Data Mechanics is a cloud-native Spark platform designed specifically for data engineers. It allows users to run continuously optimized Apache Spark workloads on a Kubernetes cluster in their cloud account, whether it's AWS, GCP, or Azure. With Data Mechanics, users can focus on their data while the platform handles the mechanics.
Data Mechanics offers a developer-friendly experience by allowing users to bring their own tools. They can enjoy a faster and more reliable development workflow with Docker, using pre-built optimized images or creating custom ones to package their dependencies. Interaction with Spark can be done through Jupyter notebooks or programmatically via the platform's REST API or Airflow connector.
The platform is transparent and flexible, utilizing the power of Kubernetes without the complexity. Data Mechanics is deployed on a managed Kubernetes cluster within the user's cloud account and virtual private cloud. This ensures that sensitive data does not leave the environment, giving users full control. Additionally, the platform provides an easy-to-use monitoring dashboard that allows users to track their application's logs, metrics, and costs over time.
One of the standout features of Data Mechanics is its cost-effectiveness. Through smart automations, the platform dynamically scales applications and Kubernetes nodes based on load. It also automatically tunes configurations, such as instance types, disks, container memory/CPU allocations, and Spark configurations, based on historical runs of Spark pipelines. This optimization approach has resulted in 50-75% cost reductions for customers migrating from competing platforms like Databricks or EMR.
In June 2021, NetApp acquired Data Mechanics, further enhancing its capabilities.
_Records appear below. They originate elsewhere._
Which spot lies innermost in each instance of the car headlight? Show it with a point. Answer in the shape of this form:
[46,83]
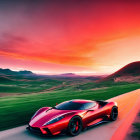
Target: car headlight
[54,120]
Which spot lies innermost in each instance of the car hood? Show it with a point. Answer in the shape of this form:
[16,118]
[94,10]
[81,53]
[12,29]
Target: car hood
[46,116]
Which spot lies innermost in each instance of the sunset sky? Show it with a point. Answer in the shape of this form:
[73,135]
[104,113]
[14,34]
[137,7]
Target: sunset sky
[64,36]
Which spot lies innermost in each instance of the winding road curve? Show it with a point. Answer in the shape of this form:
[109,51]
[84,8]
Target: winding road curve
[128,105]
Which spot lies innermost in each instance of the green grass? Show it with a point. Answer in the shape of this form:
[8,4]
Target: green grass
[17,110]
[136,133]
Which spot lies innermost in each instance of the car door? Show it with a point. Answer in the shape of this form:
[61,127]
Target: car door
[93,115]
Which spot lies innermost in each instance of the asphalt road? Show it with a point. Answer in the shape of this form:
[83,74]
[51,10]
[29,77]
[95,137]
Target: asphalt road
[128,105]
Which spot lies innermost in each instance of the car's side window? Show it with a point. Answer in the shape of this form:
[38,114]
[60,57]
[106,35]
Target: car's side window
[89,105]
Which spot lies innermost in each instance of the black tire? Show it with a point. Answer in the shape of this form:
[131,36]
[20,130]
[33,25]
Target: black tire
[75,126]
[114,113]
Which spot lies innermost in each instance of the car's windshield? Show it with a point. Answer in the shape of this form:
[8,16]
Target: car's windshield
[70,105]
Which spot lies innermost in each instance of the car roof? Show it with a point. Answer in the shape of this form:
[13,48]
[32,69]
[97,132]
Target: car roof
[82,101]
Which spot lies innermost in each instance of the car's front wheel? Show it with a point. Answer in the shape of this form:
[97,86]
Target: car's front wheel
[75,126]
Users can visit the Spot by NetApp website to learn more about the next evolution of Data Mechanics, known as Ocean for Apache Spark.
Overall, Data Mechanics is a powerful and user-friendly platform that empowers data engineers to efficiently run Apache Spark workloads in the cloud. Its features, including developer friendliness, transparency and flexibility, and cost-effectiveness, make it an attractive choice for organizations seeking to optimize their data infrastructure.